Palavras-chave: Psicologia da Religião, Método Fenomenológico em Psicologia e Religião, Interface Psicologia e Religião.

SUMMARY

The methodological challenge faced by the Psychology of Religion is to avoid the Reductionism. To keep a balance between the two areas, considering their singularities, it is necessary a multidisciplinary approach which, discussing conceptual and methodological approaches and differences, leads to the possibility of a critical analysis of this relation. The researcher has to move between the two perspectives, showing competence and capacity to establish links between them. This dialogue allows approaches of phenomenon, as the meditation practice. This experience proposes movements that get closer of the phenomenological method proposals, as used in psychological investigations. Approaches and differences between meditation shown by christian exegetic and the phenomenological method in psychology, allows to emphasize the necessity of semantic differentiation.

Key words: Psichology of Religion, Phenomenological method in Psychology of Religion, Psychology and Religion Interface.

INTRODUÇÃO

A Psicologia da Religião estuda os fenômenos religiosos como fenômenos da cultura, constituintes do ser humano. Nesse sentido examina, entre outros temas, as práticas, crenças e experiências religiosas. Um de seus desafios metodológicos é perseguir o conhecimento traçando formas de trabalho que respeitem a especificidade do saber psicológico e a singularidade das tradições religiosas. Manter "um pé em cada campo", buscando o equilíbrio entre as duas áreas e evitando aproximações redutivas, é o desafio que o pesquisador enfrenta.

A redução nos trabalhos de Psicologia da Religião apresenta-se de duas maneiras. Quando o investigador se apropria de um tema religioso para explicá-lo a partir de uma teoria psicológica, ele reduz a religião a psicologia. Considera que os fenômenos religiosos são expressões de processos humanos iguais a quaisquer outros e os descreve sem nenhuma referência aos termos da cultura religiosa que os identifica, desacreditando, implicitamente, seus significados específicos (Paloutzian, 1996). Este reducionismo rejeita a noção de que as religiões estão presentes na sociedade como corpos de conhecimentos, crenças e valores que incidem na subjetividade humana. Radicaliza o princípio da exclusão da transcendência que diz que os psicólogos da religião não devem nem afirmar nem negar a existência independente do objeto religioso, assunto que escapa à sua competência (Wulff,1997). Além disso, parte do princípio de que é possível excluir os componentes subjetivos do fazer científico.

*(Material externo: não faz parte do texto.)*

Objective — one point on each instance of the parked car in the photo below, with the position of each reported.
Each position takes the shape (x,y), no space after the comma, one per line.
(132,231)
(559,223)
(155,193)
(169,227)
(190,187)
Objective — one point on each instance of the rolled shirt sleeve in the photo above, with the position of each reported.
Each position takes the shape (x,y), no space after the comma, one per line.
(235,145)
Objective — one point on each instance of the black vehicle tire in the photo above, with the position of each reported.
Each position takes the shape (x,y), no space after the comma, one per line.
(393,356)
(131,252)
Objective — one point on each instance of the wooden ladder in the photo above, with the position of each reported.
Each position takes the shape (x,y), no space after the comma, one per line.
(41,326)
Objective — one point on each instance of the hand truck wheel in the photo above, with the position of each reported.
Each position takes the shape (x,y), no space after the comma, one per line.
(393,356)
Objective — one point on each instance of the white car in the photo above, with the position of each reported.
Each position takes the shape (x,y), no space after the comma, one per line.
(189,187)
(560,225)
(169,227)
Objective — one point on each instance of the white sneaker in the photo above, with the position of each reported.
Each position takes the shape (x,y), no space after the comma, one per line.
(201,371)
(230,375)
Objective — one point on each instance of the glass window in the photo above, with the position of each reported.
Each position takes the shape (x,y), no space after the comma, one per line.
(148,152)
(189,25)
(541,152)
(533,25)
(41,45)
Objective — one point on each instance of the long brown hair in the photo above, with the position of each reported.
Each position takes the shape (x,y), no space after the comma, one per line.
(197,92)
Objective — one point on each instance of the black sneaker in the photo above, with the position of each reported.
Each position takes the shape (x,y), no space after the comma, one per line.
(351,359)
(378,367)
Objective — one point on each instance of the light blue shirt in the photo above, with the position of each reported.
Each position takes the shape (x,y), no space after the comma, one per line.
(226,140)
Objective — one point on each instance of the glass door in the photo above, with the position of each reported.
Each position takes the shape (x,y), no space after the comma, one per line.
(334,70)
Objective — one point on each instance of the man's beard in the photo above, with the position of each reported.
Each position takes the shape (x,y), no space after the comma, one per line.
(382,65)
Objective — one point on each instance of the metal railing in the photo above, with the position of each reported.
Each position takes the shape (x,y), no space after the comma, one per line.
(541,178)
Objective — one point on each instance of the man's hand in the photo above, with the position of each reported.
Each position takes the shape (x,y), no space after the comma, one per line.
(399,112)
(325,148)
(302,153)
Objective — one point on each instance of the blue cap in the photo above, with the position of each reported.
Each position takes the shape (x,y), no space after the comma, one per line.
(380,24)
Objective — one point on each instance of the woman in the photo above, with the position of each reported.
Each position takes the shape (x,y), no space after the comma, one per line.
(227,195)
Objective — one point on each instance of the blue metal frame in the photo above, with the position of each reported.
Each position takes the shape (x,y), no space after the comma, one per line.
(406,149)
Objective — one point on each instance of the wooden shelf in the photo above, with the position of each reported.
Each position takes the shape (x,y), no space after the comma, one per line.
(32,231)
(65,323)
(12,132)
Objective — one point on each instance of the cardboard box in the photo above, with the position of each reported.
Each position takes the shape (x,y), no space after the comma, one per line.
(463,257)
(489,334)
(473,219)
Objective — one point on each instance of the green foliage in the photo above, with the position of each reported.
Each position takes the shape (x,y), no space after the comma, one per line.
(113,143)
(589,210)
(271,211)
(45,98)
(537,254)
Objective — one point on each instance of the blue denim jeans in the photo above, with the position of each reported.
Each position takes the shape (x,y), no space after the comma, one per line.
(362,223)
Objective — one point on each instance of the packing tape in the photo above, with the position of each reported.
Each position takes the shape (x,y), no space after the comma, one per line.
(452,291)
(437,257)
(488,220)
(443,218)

Quando, pelo contrário, o investigador submete as explicações psicológicas às crenças e afirmações religiosas, ele reduz a psicologia a religião. Não se ocupa mais em construir uma psicologia da religião, mas sim em fazer uma psicologia religiosa, isto é, inclui a transcendência em seus trabalhos de modo radical, organizando os fenômenos e experiências em termos e valores decorrentes da fé.

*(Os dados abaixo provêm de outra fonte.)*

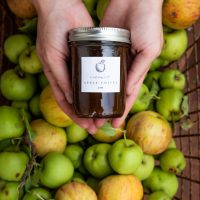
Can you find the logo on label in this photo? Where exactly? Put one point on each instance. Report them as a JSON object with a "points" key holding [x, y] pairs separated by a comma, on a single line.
{"points": [[100, 66]]}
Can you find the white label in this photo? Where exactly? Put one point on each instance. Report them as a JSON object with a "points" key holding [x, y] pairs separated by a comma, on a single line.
{"points": [[100, 74]]}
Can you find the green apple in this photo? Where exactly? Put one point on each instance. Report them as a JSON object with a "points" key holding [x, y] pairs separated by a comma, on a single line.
{"points": [[56, 169], [175, 45], [20, 104], [101, 8], [159, 195], [146, 167], [75, 153], [91, 6], [93, 183], [34, 105], [96, 161], [29, 61], [157, 63], [37, 194], [14, 45], [172, 144], [9, 190], [152, 76], [169, 104], [141, 103], [82, 169], [17, 86], [42, 80], [13, 165], [172, 78], [77, 176], [172, 160], [11, 123], [160, 180], [75, 133], [125, 156]]}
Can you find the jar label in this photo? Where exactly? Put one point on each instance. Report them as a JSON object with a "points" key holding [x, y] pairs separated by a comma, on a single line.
{"points": [[100, 74]]}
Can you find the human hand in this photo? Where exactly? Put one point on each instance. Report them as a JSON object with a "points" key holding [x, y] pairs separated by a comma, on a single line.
{"points": [[143, 19], [55, 19]]}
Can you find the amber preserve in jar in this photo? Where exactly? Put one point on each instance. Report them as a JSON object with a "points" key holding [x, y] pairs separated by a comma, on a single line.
{"points": [[99, 59]]}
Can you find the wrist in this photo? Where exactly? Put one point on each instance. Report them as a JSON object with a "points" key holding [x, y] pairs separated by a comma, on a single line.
{"points": [[45, 6]]}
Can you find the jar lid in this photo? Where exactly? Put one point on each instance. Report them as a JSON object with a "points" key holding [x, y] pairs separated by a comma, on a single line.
{"points": [[99, 34]]}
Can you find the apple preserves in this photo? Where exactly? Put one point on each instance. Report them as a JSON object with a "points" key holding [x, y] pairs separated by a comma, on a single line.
{"points": [[99, 61]]}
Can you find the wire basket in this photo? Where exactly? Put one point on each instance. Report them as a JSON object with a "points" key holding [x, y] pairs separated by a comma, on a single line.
{"points": [[187, 141]]}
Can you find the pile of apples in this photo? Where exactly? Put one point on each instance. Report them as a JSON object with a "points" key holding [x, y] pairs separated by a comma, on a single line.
{"points": [[44, 155]]}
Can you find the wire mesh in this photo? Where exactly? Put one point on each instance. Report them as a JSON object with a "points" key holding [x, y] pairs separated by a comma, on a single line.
{"points": [[187, 141]]}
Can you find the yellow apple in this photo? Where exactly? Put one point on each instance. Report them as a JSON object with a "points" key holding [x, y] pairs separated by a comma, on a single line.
{"points": [[48, 138], [180, 14], [118, 187], [150, 131], [51, 110], [75, 191]]}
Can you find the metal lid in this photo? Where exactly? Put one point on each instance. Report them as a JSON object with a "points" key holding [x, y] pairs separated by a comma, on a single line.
{"points": [[99, 34]]}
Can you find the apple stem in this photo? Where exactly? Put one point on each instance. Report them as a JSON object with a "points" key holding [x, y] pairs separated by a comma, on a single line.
{"points": [[125, 139], [32, 152]]}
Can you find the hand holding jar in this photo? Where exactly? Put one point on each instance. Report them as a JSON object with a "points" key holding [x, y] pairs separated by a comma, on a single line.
{"points": [[55, 19]]}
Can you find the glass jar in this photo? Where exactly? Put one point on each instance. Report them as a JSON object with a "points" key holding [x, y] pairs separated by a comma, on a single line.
{"points": [[99, 59]]}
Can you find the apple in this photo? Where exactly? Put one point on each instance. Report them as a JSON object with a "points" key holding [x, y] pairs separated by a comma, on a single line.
{"points": [[20, 104], [75, 191], [146, 167], [91, 7], [125, 156], [118, 187], [144, 127], [169, 104], [172, 144], [34, 106], [29, 61], [51, 110], [103, 133], [96, 161], [14, 45], [55, 170], [48, 138], [9, 190], [157, 63], [37, 193], [152, 76], [142, 102], [173, 161], [22, 8], [77, 176], [101, 8], [13, 165], [93, 183], [172, 78], [159, 195], [180, 14], [175, 45], [82, 169], [11, 123], [75, 133], [42, 80], [17, 86], [75, 153], [160, 180]]}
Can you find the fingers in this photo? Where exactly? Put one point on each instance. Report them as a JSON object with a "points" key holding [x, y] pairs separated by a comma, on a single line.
{"points": [[138, 70]]}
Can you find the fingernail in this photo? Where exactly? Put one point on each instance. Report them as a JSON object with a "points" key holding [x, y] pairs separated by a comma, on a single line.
{"points": [[69, 98]]}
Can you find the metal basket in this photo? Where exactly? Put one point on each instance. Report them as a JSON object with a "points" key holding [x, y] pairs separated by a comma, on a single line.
{"points": [[187, 141]]}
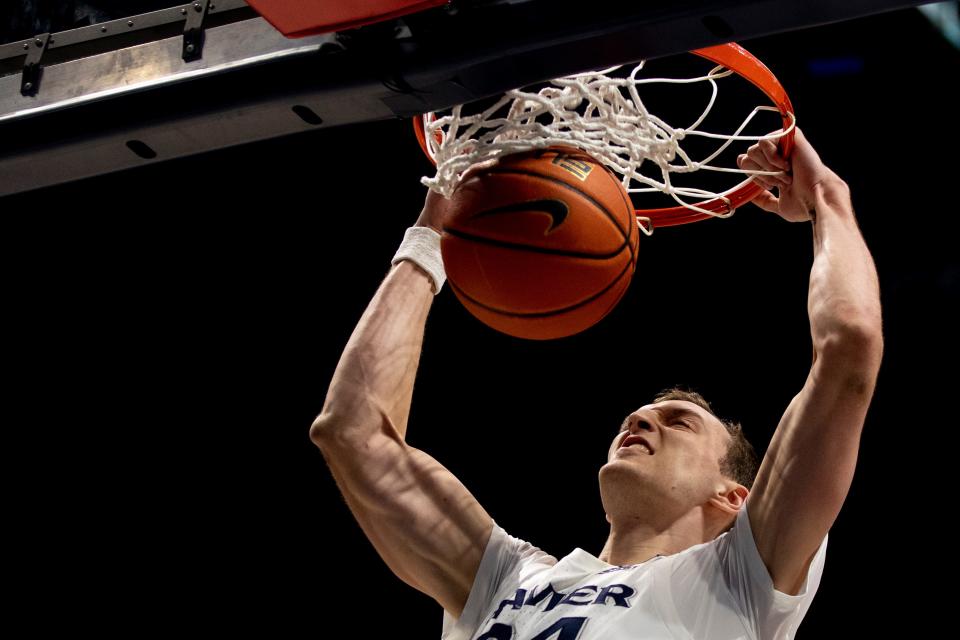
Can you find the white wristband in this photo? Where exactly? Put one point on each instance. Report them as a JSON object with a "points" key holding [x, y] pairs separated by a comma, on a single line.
{"points": [[421, 245]]}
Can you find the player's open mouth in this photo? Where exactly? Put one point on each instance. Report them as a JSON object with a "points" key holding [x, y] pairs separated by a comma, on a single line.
{"points": [[630, 441]]}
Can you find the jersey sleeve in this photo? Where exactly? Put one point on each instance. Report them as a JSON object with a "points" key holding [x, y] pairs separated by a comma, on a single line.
{"points": [[733, 562], [506, 562]]}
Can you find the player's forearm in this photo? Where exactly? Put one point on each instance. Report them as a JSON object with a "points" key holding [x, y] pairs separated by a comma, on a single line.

Entre essas duas posições extremadas, que inevitavelmente levam a uma distorção do objeto de estudo por ignorar suas múltiplas dimensões, a visão interdisciplinar procura caminhos que permitam construir pontes entre as áreas sem negar as diferenças entre elas.

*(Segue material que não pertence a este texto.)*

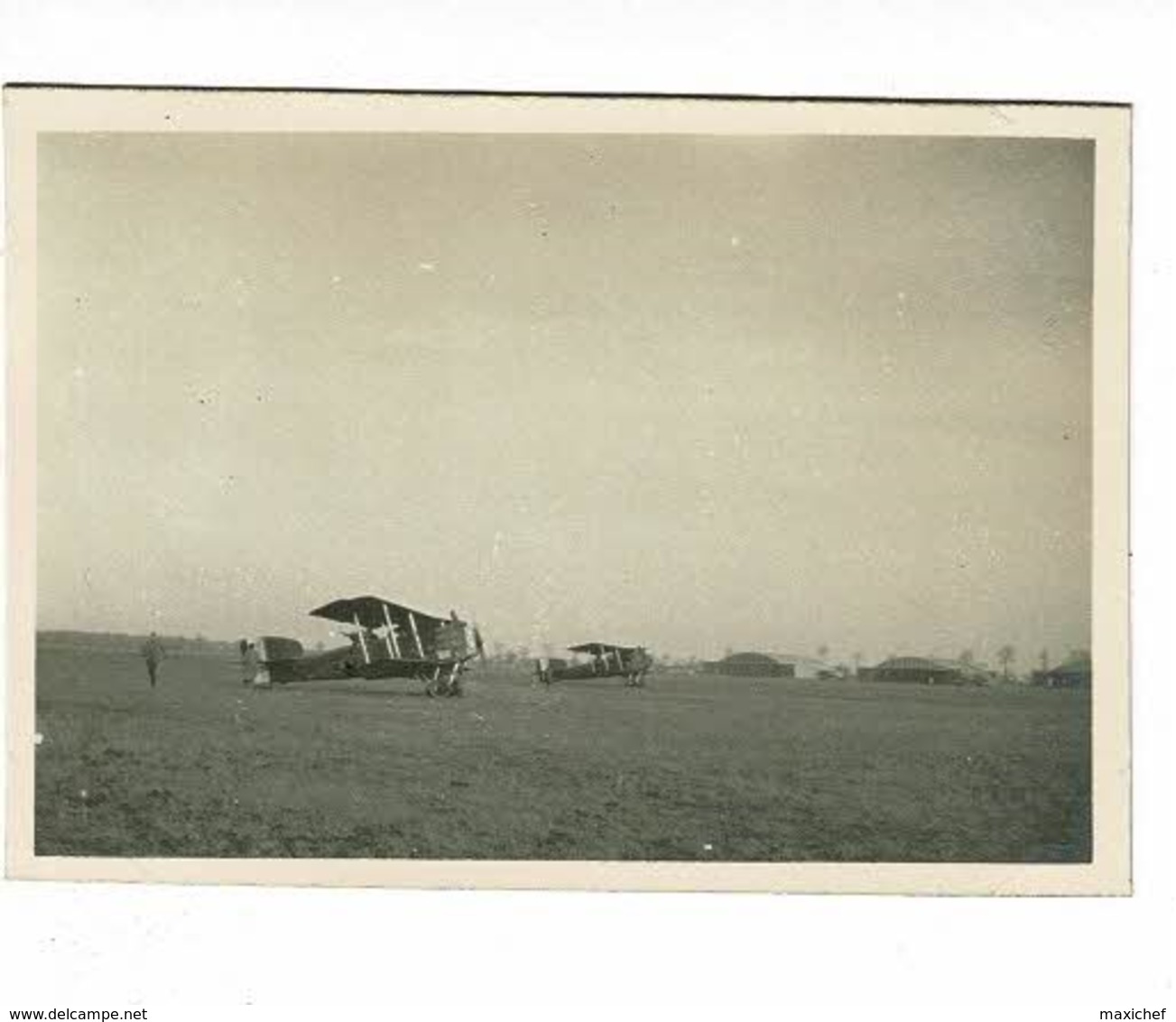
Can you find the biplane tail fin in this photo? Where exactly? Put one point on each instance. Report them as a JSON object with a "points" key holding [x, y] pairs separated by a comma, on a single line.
{"points": [[274, 655]]}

Hardy (2001) discute a possibilidade de uma metodologia interdisciplinar em Psicologia da Religião, partindo de quatro pressupostos:

1. toda linguagem é metafórica e organiza a experiência de modo a salientar ou diminuir alguns de seus aspectos;

2. a ciência é um empreendimento humano e, portanto, submetido a influências culturais, sociais e históricas e aos valores nelas implícitos;

3. qualquer estudo defronta-se com as aderências dos investigadores a crenças e pressupostos, sendo impossível uma total neutralidade e uma separação entre sujeito e objeto de estudo;

4. toda ciência, conseqüentemente, é limitada e implica em alguma forma de redução, portanto os trabalhos científicos precisam envolver autocrítica e expor publicamente suas limitações.

Nesta perspectiva, aponta Hardy (2001), a Psicologia da Religião que não se quer redutiva, precisa se afastar dos radicalismos e procurar modelos para a compreensão da dimensão religiosa que sejam compatíveis com as duas áreas. Não se trata de afirmar ou negar uma realidade transcendente, mas de reconhecer a especificidade das experiências consideradas transcendentes e estudá-la seriamente nas suas particularidades. Em outras palavras, o objeto de estudo informa a metodologia e a torna específica.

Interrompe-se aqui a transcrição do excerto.